自分に友達があまりいないのはスケートがあるからだ、と。陽葵は小学生になってから放課後友達と遊んだことは一度もない。学校が終わると毎日リンクへと一目散である。それが自分の成長のために必要なことであるということはよく分かっている。

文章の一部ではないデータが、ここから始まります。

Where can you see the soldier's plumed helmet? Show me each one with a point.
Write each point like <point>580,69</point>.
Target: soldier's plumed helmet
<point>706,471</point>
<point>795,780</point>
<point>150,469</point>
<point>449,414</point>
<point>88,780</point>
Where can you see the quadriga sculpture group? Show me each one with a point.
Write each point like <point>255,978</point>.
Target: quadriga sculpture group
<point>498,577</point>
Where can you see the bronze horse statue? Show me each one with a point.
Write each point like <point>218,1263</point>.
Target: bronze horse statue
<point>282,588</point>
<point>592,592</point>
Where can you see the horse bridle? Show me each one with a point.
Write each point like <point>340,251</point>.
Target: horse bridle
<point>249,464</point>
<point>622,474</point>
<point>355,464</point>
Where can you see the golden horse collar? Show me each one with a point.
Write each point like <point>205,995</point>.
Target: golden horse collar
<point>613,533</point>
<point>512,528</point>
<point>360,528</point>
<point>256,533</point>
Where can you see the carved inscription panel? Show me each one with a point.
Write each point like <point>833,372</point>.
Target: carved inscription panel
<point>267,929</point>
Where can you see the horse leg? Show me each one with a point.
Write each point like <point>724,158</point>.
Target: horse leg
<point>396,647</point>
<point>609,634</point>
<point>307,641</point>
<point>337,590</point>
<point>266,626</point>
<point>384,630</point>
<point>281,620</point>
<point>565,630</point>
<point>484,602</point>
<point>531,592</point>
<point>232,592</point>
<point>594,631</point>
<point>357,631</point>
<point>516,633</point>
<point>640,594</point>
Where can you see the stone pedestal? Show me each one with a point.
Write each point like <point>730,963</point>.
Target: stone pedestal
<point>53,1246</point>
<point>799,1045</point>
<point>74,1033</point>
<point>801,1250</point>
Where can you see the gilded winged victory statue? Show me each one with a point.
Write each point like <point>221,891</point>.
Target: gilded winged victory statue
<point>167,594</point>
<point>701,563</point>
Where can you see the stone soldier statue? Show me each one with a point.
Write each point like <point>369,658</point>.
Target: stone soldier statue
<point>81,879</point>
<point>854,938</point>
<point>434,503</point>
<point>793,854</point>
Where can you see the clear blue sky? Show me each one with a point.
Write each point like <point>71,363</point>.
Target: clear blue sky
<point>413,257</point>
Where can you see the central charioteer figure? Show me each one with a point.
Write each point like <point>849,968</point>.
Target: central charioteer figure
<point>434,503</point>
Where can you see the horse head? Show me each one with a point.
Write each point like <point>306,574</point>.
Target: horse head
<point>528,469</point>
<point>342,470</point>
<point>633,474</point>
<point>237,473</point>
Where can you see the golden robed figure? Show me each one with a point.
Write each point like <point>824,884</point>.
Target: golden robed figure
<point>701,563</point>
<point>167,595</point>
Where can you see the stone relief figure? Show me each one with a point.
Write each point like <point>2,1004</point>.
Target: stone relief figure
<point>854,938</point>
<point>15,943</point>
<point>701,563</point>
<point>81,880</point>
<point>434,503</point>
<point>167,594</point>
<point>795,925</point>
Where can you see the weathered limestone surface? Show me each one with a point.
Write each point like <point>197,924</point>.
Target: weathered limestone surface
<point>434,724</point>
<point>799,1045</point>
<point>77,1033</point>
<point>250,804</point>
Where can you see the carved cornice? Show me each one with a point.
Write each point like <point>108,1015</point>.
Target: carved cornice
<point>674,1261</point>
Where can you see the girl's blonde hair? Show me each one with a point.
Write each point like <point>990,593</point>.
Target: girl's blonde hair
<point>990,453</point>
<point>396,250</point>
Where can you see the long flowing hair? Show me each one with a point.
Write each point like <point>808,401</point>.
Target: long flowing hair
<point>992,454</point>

颯真は陽葵がスケートを習っていて遊べないことを理解してくれてるし、逆に応援してくれている。試合に友達と応援に駆けつけてくれるほどだ。
「だけどなぁ……僕も遊びに行きたいなぁ……」
陽葵は静かに呟いた。
家にたどり着く。美味しそうな朝ご飯の香りが外まで漂ってくる。お腹がなりそうな陽葵は家に飛び込んだ。
「ただいま!!」
「お帰り」
「お坊っちゃま、お帰りなさいませ」
「あれ? 凌久くんは?」
蒼依からの質問に陽葵が答えようとしたとき、扉が開いた。
「帰ったぞ」
「あら、凌久くん。遅かったわね」
「ごめんね。おい、陽葵」
凌久が陽葵を手招く。凌久のそばに向かった陽葵は凌久の手にあるものを見て目を見開いた。
「凌久くん? それは……?」
「俺戻ってやってきたから。ほら」
何気なく手渡されたのは、陽葵が取れなかった柚子だった。
「なんで連れてきたの?」
「え?」
「せっかく友達と一緒にいられたのに」
「あはは。陽葵はほんとにいいやつだな。だけど、俺の方が一枚上手なんだな。ほら、やるよ」
そして、ポンと渡されたのはウインクをしてる柚子だった。
「これは?」
「陽葵が頑張ってたやつの隣にあったやつだ。親友なんだろ? だから、一緒に連れてきた」
「ありがとう」
「気にすんな」
凌久は少し目をそらせながら答えた。
(これはふうにあげようっと)
陽葵は二つの柚子を机に置いた。二人は仲良く寄り添っていた。
陽葵の優しさと凌久の優しさ。
凌久が陽葵の年だった頃……まだ母もいて楽しかった日々です。それでも、いろいろな苦労を乗り越えて、凌久は優しい青年へと成長しました。